One of the many reasons babies can get tired, cranky, agitated and cry is because when they’re around too much noise and activity they become from over stimulated; too much data input for the brain to cope with basically. Same can be said for stroke survivors.
Wow! Fantastic news!! This shows that practice, practice, practice, then more practice is the key.
Hope you are enjoying Italy, my favorite holiday destination.
A little update from Montegrotto, 45 min from Venice
Easyjet Assistance a dream. Having a fab time. Forgot what blue sky looks like many moons ago.

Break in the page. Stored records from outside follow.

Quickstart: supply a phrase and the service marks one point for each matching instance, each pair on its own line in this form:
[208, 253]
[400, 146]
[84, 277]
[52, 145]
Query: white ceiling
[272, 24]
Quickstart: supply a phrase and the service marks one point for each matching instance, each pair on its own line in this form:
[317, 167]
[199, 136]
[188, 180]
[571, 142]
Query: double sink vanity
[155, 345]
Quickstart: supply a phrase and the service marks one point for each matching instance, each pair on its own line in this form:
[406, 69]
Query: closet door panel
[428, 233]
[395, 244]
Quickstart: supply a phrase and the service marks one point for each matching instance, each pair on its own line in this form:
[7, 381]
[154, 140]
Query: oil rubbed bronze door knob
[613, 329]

The area around my thumb continues to expand. My favourite toy is the blue spiky ball.
Have been in the pool for hours. Amazing for proprioception… but, Have you ever seen a brick swimming? that’s me. Ronald sank like a brick but Roland has taught him how to swim. Spasms / spasticity in leg is the same in water. Yin/Yang identical to Bristol. Joined in aqua zumba yesterday. Today at breakfast a waitress said to my wife “I woke up in the middle of the night, and thought to myself that husband of hers has “dos grandes cojones”” so my wife thanked her for the compliment, and eventually the waitress gave me a pat on the back. Now my readers know a bit more about Venetian women !! My walking is laborious, but I plod on. 150 metres to reach pool x4 a day. Read 2 books “Stroke Rebel” and “Stroke of insight”. Decided to put together a stroke recovery whatsapp group when I return to UK , because I am thinking so clearly and have developed another breakthrough routine that I call “X Frame” todo with CORE work, but amazing for my locked glute. Would love a tight group for rehab ; muscular and somatosensory tips. Also decided to find a good osteopath (check spinal alignment) and physiatrist or functional neurologist if such people exist in Bristol. Exactly half way through holiday. Very stimulating, ciao, best wishes to all on Forum, Roland
Looks stunning, courtesy of Gloogle pictures, you must be very wrinkly by now after such a long dip. Glad progress is tipping in your favour and your encounter with the waitress anecdote has left me flummoxed.